Bien que la majorité d'enfants maltraités ne deviennent pas des délinquants, de nombreux travaux scientifiques récents confirment les liens entre la maltraitance infantile et la délinquance juvénile, des antécédents de maltraitance sont fréquemment retrouvés chez les auteurs de crimes de toutes natures.
Tous les dictateurs sanguinaires du XX° Siècle auraient été maltraités rapporte Pierre Lassus dans son livre : « l'Enfance du crime ».

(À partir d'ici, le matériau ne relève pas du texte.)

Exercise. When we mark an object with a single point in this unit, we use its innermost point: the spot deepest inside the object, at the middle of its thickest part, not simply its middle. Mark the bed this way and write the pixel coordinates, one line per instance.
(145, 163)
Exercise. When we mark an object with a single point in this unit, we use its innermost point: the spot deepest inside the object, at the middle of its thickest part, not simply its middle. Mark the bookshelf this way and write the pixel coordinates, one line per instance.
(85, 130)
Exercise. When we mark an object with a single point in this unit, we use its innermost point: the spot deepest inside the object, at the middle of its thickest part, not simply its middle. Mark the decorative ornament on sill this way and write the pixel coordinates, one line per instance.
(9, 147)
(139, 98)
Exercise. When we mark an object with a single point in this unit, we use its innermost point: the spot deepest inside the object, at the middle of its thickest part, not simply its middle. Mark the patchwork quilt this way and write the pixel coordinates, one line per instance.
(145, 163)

Deux types d'études empiriques permettent de le confirmer : celles qui étudient le lien entre maltraitance infantile et criminalité et celles qui étudient le lien entre maltraitance infantile et troubles graves de la personnalité réputés criminogènes. Une de ces études démontre que la maltraitance infantile est moins criminogène que les traumatismes cumulatifs subis à l'adolescence, ce qui parait une donnée nouvelle contredisant l'intuition clinique.
Un dépistage précoce des enfants en danger permettrait de mettre en œuvre des actions de prévention.
La recherche indique que la méthode efficace consiste à améliorer les capacités éducatives des parents et non pas à prendre les enfants en charge sur le plan éducatif comme on a encore trop tendance à le faire.
Une autre dimension, largement sous estimée, est que la maltraitance infantile s'inscrit dans le processus social que nous avons désigné d'emblée comme étant un processus de domination : les conséquences psychotraumatologiques de la maltraitance et les stéréotypes de domination se confortent et se renforcent l'un, l'autre.
Alice Miller a dénoncé la « pédagogie noire ».
Faute de lutter contre la violence, qu'elle soit familiale ou sociale, il semble bien que les surenchères de l'idéologie sécuritaire dominante soient vouées à l'échec.
Mais rien n'y fait, la Société et l'Etat son émanation, refusent de prendre en compte ce constat ou alors par un côté purement répressif qui consiste à prendre le problème à l'envers.